Deuxième cas: on dispose de données pour G, mais pas pour C

Imaginons maintenant que l'on dispose d'observations pour G mais que l'on est incapables de mesurer directement C (car on ne sait pas lire dans les pensées de l'ours pour déterminer s'il est en colère ou non). C est alors une variable latente.

Dans ce cas on va partir de

  • l'a priori quant à la distribution de C: Pr(C)
  • l'a priori quant à la distribution de G sachant C: Pr(G/ C)
  • les observations de G: Pr(G)

et on va en tirer une meilleure connaissance de C (Pr(C/ G))

Troisième cas: on dispose de données pour C, mais pas pour G

Ce cas n'est pas très vraisemblable pour mon exemple ursin car il sous-entend que nous disposerions d'une machine à lire les pensées des ours MAIS que nous serions incapables d'entendre leurs grognements... Menfin bon. Bref.

Supposons donc qu'on soit en mesure d'observer C mais pas G. On va alors pouvoir utiliser le modèle pour prédire la variable G (l'"output" du modèle) en fonction de C.

On part donc de:

  • les observations de C: Pr(C)
  • l'a priori quant à la distribution de G sachant C: Pr(G/ C)

et on en déduit la distribution de G.

Quatrième cas

Dans ce dernier cas, on dispose de données d'observation à la fois pour C et pour G.

On va pouvoir alors utiliser ces données pour ajuster le modèle c'est à dire qu'on part de:

  • la structure du modèle (ici, simplement le fait que G dépende de C)
  • les observations de C
  • les observations de G

et on en tire des renseignements quant à

  • la distribution de C: Pr(C)
  • la distribution de G sachant C: Pr(G/ C)

Voyez plutôt: si on part d'un petit jeu de données comme celui-ci:

data=data.frame(C=c("o","o","o","n","n","n","o","n","n","n","o","o","n","n","n"),
                G=c("o","o","n","o","n","n","o","n","o","n","n","o","n","o","n"))

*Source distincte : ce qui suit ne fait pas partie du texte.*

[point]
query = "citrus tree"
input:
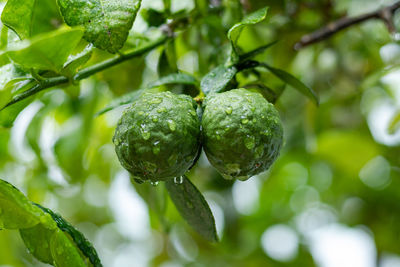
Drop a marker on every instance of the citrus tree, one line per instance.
(215, 133)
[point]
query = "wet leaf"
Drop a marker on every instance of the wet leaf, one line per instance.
(193, 207)
(44, 52)
(106, 22)
(294, 82)
(218, 79)
(16, 210)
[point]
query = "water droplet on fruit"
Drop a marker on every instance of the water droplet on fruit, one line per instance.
(155, 101)
(171, 125)
(161, 110)
(244, 120)
(139, 181)
(157, 147)
(249, 142)
(178, 180)
(228, 110)
(146, 135)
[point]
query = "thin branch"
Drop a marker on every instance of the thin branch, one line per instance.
(385, 14)
(87, 72)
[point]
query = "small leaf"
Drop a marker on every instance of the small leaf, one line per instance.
(64, 251)
(17, 15)
(251, 19)
(79, 239)
(47, 51)
(193, 207)
(124, 100)
(217, 80)
(21, 16)
(8, 116)
(37, 240)
(294, 82)
(175, 78)
(30, 88)
(256, 51)
(75, 62)
(106, 22)
(394, 125)
(16, 210)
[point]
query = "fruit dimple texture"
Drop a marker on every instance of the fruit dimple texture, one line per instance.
(157, 138)
(242, 133)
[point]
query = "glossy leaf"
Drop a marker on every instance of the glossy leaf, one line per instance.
(16, 210)
(256, 52)
(175, 78)
(106, 22)
(22, 16)
(294, 82)
(217, 80)
(45, 52)
(75, 62)
(193, 207)
(9, 114)
(394, 125)
(122, 100)
(251, 19)
(64, 251)
(79, 239)
(37, 240)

et que l'on définit la structure du modèle:

require(bnlearn)
model=model2network("[C][G|C]")

on peut alors ajuster le modèle aux données et en tirer une estimation des probabilités de C et de G sachant C:

fitted=bn.fit(model,data, method="mle")
print(fitted$C)

## 
##   Parameters of node C (multinomial distribution)
## 
## Conditional probability table:
##    n   o 
## 0.6 0.4

print(fitted$G)

## 
##   Parameters of node G (multinomial distribution)
## 
## Conditional probability table:
##  
##    C
## G           n         o
##   n 0.6666667 0.3333333
##   o 0.3333333 0.6666667

Le fait d'ajuster le modèle aux observations montre qu'un ours a Pr(C=o)= 40% de chances d'être en colère, et qu'un ours en colère grogne dans Pr(G=o/ C=o)= 67% des cas, tandis qu'un ours qui n'est pas en colère grogne dans pr(C=o/ C=n) 33% des cas.

Autres cas

En pratique, il est possible (voire fréquent) d'utiliser un mélange des approches évoquées ci-dessus.

Par exemple, on peut avoir un jeu de données rassemblant des observations de C et G et les utiliser pour ajuster un modèle (comme ci-dessus, dans le quatrième cas évoqué), puis utiliser ce modèle pour prédire la variable C en fonction d'observations de G (comme dans le deuxième cas évoqué).

Sans rentrer trop dans les détails, je montre comment faire cela ci-dessous. Pour utiliser un modèle pour faire une prédiction, nous avons besoin d'utiliser un nouveau package, le package gRain. On convertit notre modèle "fitted" issu du package bnlearn en un modèle utilisable par gRain.

require(gRain)
grain.fitted=as.grain(fitted)

Puis on applique la fonction predict de ce package gRain à un nouveau jeu de données pour lequel on a seulement deux observations (G=o, et G=n) mais pas de donnée renseignant C.

On prédit la valeur de C en fonction des observations G et des paramètres du modèle ajusté:

predicted=predict(grain.fitted,
                   newdata=data.frame(C=c(NA,NA),
                                      G=c("o","n")),
                   response="C",
                   predictors="G",
                   type="distribution")
print(predicted$pred$C)

##              n         o
## [1,] 0.4285714 0.5714286
## [2,] 0.7500000 0.2500000

D'après le modèle, donc, la probabilité que l'ours soit en colère dans le premier cas (où il a grogné) est de 57% tandis que les chances qu'il soit en colère dans le deuxième cas (où il n'a pas grogné) sont de 25%.